Goodbye Job. Hello Lively-hood.

Understand that the right to choose your own path is a sacred privilege. Use it. Dwell in possibility.”

Oprah Winfrey

 

 

What can you do when the path is far from clear?

Mathy Lisika-Minsende set up Whatthejobisthis to“inspire career transitioners seeking more than just another job” through the sharing of personal stories.

I spoke at one of her events along with accountant turned comedian Special P and recruitment consultant turned independent careers adviser Shamila, founder of Brighter Mondays.

My talk was called “How I left my job for a livelihood.”

A transcript of sorts:

Livelihood” means a couple of things to me. First of all, I love the way it sounds: “lively-hood” – much nicer than job! Also, in old English, it just means a way of living, which is something that I’ve aspired to for years. I’ve finally ended up in a position where what I actually do reflects who I am. That wasn’t always the case.
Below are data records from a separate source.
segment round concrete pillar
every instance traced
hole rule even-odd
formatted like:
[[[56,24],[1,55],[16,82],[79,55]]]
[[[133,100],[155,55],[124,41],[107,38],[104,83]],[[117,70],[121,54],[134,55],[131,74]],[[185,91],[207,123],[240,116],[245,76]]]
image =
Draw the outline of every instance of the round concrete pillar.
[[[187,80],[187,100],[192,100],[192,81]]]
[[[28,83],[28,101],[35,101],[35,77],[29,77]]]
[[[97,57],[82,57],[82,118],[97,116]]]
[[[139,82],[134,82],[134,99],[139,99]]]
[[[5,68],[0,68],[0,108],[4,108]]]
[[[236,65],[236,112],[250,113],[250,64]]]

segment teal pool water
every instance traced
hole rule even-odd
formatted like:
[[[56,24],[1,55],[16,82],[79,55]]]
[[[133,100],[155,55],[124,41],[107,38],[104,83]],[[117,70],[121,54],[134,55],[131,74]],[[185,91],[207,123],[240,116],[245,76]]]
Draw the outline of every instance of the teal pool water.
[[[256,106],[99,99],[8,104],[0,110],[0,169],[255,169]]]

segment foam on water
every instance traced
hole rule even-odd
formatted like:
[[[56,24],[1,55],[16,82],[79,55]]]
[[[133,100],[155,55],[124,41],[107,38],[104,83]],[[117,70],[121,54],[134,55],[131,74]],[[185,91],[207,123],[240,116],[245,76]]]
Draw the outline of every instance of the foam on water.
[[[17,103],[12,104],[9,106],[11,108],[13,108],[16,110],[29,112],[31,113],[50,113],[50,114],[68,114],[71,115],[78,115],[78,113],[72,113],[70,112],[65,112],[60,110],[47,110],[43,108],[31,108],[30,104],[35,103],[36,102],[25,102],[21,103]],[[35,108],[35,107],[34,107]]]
I started off my career as a city solicitor. From the outside it probably looked great. The building itself was a huge marble building, there was an atrium indoors with trees and fountains. I strutted around like everybody else, probably appearing very successful, but I knew the real cost of my Prada shoes. I was absolutely dying inside, because this was the last place that I wanted to be. For one thing, I liked my trees outdoors.

Why had I ended up there? Well, probably because I didn’t have enough courage when I was growing up. I come from the sort of background where my parents expected me to be a lawyer, which I was, or a doctor or a dentist or that sort of thing. So I ended up there, in this office, absolutely hating it. I used to cry in the toilets, and I used to have this bizarre recurrent dream where I’d turn up to a meeting where everyone was there in their grey suits and in my dream I would come in with a plate of cakes. It was just not right for me.

One evening, I was looking through the Evening Standard. You may remember the Far Side cartoons. There was a cartoon which had a wolf at a desk, and he was just sitting there in the middle of the forest, and all these tiny little animals were bounding in front of him, and the wolf just says I envy those critters their freedom”. And I realised that it was probably just as simple as that. It was my choice to be sitting there in this place that I hated, and I could just actually stand up and I would be in the real forest.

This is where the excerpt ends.